Credit Cards and Debit Cards
Unlike the U.S., Canadian debit cards are widely used on a low-cost domestic private network (Interac). Visa and MasterCard are not currently significant players in the debit card industry. In order to access the common Canadian payment networks to process customer transactions, retailers will need to contract with the various payment processors and banks. As is the case in the U.S., merchants have been lobbying for government regulation of credit card fees and other aspects of the payments industry. As a result, issuers and acquirers are subject to a recent voluntary Code of Conduct. The Canadian federal government has not yet determined the necessity of additional changes following the release of a task force report and policy and discussion papers in early 2012.
Retailers in Canada are following a trend of issuing co-branded or white-labeled credit cards, and with the recent Bank Act amendments, are now able to successfully apply for bank licenses in order to issue their own financial products, such as credit cards, and take deposits from customers.

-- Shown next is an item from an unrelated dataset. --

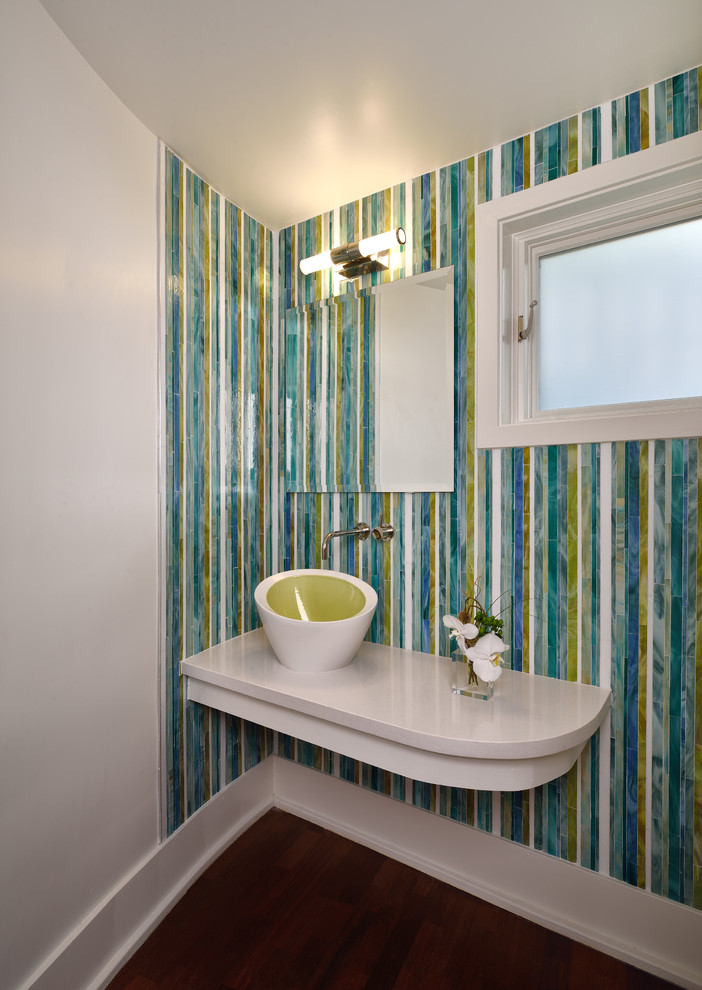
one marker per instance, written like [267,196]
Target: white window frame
[651,188]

Such arrangements require careful planning of card programs, compliance with Canadian financial services laws and regulations, as well as various commercial agreements with terms unique to the Canadian marketplace for the adoption of account opening and processing technologies and services.
In Canada, most provinces and territories have enacted legislation which applies to prepaid cards (such as gift cards) and impose disclosure requirements as well as restrictions on fees and expiration dates.
The proposed use of e-wallets and mobile payments via wireless handheld devices is on the rise in Canada. Money Services businesses are subject to regulation, and the regulation of other players in this emerging area is currently under review in Canada, with a proposal to have legislation fall under the same Code of Conduct that applies to the Canadian credit and debit card industry. Retailers need to be aware of the available technology and new regulations that will affect them in this area.